ノートパソコンの購入を検討しているものの、扱っているメーカーが多く、値段も様々なので、どう選べば良いか分からない方もいるでしょう。
用途によって、こだわりたい条件も変わります。本記事では、ノートパソコンを選ぶ時のポイントを初心者にも分かりやすく解説します。
ノートパソコンを購入する上でこだわりたい条件を選択していくと、ご自身にぴったりの商品を見つけることができます。初心者でも分かりやすく解説しているので、ぜひ参考にしてください。
PC雑誌や家電流通専門誌の編集者を経て、家電のフリーペーパー「カデンプラス」の編集長を務める。2017年にフリーランスとなり、「ライトアンドノート」の屋号でパソコンや家電などの記事執筆・編集に幅広く携わる。
初心者がノートパソコンを選ぶ時のポイント
ノートパソコンのスペックを選ぶ時にポイントを押さえておかないと、使い勝手が悪く不便さを感じて、すぐに買い替えたくなるかもしれません。
ノートパソコンを購入する際、事前に考慮した方が良いポイントを2つ解説します。
使用目的を考える
パソコンは「どんな目的で使用するか」、「絶対に使いたいソフトがあるか」によってOSの制限が出てきます。購入後に不便を感じないように、何に使うパソコンなのかを明確にしておきましょう。
用途がはっきりしない場合は、どんな使い方にも対応できるように、高性能のものを選ぶと安心です。
以下では、使用目的ごとに押さえておきたいポイントを紹介します。
出張や外回りが多いビジネスユーザーは小型かつ軽量なものを選ぼう
ビジネスユーザーの場合は、外出先でも使いやすいように持ち運びしやすさと機能のいずれも充実させる必要があります。小型で軽量かつスペックが高いものを選びましょう。
大学生はソフト重視でWindowsがおすすめ
大学生が授業で使う場合は、レポートや資料作成に便利なWindowsがおすすめです。ExcelやWordのようなOfficeソフトの入ったWindowsなら、ソフトを追加購入する必要がありません。

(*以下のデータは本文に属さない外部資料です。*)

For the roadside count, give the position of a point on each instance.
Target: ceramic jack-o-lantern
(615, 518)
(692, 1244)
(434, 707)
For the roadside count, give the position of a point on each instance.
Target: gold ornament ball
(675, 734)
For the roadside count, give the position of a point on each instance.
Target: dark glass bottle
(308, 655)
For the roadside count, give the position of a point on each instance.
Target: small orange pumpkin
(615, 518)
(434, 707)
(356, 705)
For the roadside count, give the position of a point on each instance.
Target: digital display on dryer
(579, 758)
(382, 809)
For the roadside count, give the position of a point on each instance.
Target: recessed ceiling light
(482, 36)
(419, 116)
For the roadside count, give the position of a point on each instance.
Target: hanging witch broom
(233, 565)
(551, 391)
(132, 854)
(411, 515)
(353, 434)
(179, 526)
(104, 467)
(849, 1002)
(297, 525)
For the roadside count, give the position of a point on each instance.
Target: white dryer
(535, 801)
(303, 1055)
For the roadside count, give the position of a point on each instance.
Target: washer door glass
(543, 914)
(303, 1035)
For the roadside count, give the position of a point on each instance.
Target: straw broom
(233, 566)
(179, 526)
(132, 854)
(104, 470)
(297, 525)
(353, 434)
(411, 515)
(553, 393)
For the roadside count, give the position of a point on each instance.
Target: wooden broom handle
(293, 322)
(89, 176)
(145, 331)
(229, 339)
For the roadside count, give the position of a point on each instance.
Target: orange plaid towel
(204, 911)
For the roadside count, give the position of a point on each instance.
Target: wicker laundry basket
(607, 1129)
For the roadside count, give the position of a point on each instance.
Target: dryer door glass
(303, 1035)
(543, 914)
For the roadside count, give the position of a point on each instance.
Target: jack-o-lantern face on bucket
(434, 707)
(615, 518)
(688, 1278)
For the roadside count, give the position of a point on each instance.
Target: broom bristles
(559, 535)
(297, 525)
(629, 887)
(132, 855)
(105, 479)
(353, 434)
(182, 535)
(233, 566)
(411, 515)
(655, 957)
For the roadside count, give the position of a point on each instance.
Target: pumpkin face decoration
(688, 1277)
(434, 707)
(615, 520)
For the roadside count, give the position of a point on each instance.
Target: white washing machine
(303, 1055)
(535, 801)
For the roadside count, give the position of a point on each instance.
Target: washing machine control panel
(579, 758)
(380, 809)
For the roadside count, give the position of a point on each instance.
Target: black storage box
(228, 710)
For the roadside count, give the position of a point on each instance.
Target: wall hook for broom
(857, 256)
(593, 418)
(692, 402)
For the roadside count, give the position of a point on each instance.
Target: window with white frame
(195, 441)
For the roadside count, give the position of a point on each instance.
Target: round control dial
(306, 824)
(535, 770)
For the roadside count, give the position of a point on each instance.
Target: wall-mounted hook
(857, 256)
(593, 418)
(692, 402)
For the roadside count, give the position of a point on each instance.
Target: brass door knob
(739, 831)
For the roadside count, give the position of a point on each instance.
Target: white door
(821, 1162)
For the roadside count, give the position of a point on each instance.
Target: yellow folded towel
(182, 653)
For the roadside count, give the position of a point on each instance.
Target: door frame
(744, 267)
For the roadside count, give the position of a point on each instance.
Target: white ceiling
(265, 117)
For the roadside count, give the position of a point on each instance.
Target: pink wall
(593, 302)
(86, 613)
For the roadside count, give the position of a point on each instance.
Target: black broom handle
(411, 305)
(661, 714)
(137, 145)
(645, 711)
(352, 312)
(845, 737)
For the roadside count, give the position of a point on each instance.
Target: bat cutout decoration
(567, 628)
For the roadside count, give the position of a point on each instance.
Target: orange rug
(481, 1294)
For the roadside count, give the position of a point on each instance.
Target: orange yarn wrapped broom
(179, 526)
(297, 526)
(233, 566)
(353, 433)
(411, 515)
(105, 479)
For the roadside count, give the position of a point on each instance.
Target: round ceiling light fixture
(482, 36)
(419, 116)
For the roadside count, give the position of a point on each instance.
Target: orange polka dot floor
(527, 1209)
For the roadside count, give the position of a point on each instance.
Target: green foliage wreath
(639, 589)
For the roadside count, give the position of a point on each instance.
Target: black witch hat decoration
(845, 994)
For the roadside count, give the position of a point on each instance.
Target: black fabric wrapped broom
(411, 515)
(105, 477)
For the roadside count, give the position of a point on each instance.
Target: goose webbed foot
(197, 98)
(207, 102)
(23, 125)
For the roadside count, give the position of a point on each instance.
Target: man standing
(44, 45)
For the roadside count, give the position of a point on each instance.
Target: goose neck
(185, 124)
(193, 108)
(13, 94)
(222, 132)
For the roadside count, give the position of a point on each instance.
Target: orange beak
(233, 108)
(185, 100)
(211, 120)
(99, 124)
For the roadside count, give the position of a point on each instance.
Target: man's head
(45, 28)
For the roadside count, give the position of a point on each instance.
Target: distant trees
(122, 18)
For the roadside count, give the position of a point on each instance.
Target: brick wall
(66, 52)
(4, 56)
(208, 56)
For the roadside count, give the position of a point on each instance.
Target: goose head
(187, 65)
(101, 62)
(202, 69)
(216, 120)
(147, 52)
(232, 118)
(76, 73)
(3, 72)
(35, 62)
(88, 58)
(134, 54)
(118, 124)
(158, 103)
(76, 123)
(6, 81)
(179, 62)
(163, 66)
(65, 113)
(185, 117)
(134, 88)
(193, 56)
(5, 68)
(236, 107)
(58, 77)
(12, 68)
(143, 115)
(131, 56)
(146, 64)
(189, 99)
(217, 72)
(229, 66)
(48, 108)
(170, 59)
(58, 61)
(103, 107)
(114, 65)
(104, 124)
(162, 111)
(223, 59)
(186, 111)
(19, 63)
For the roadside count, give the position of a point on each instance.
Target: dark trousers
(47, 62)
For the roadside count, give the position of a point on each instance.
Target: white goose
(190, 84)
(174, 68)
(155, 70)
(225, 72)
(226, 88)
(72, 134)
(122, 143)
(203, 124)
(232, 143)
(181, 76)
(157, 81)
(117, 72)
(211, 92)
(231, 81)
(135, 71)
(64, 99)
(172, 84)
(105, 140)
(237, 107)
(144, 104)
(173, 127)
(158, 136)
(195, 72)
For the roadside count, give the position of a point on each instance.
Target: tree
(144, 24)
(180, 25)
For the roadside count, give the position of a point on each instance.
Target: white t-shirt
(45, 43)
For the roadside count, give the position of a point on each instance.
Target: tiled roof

macOSを選ぶと、Officeソフトを別途購入する必要があり、費用がかさむ場合もあるので注意しましょう。
動画を編集するならCPUにこだわろう
動画をよく編集するなど映像にこだわりたい場合、最重要なのは処理能力の高さです。性能が低いパソコンだと、頻繁に画面が止まったり、なかには電源が落ちたりすることもありストレスの原因になるかもしれません。
CPUはパソコン全体の性能を左右するデータ処理能力を指します。長く使うには、CPUが高いものを選ぶようにしましょう。
持ち運びしやすさを重視する
ノートパソコンのメリットの1つは、持ち運びができることです。
出張やカフェでの作業など、外出先での使用が多い場合は、持ち運びしやすさを重視して選ぶようにしましょう。
持ち運びが多いなら軽さとバッテリー性能を重視
軽量で小型のノートパソコンは持ち運びやすく、通勤や通学などの移動にも便利で使いやすいです。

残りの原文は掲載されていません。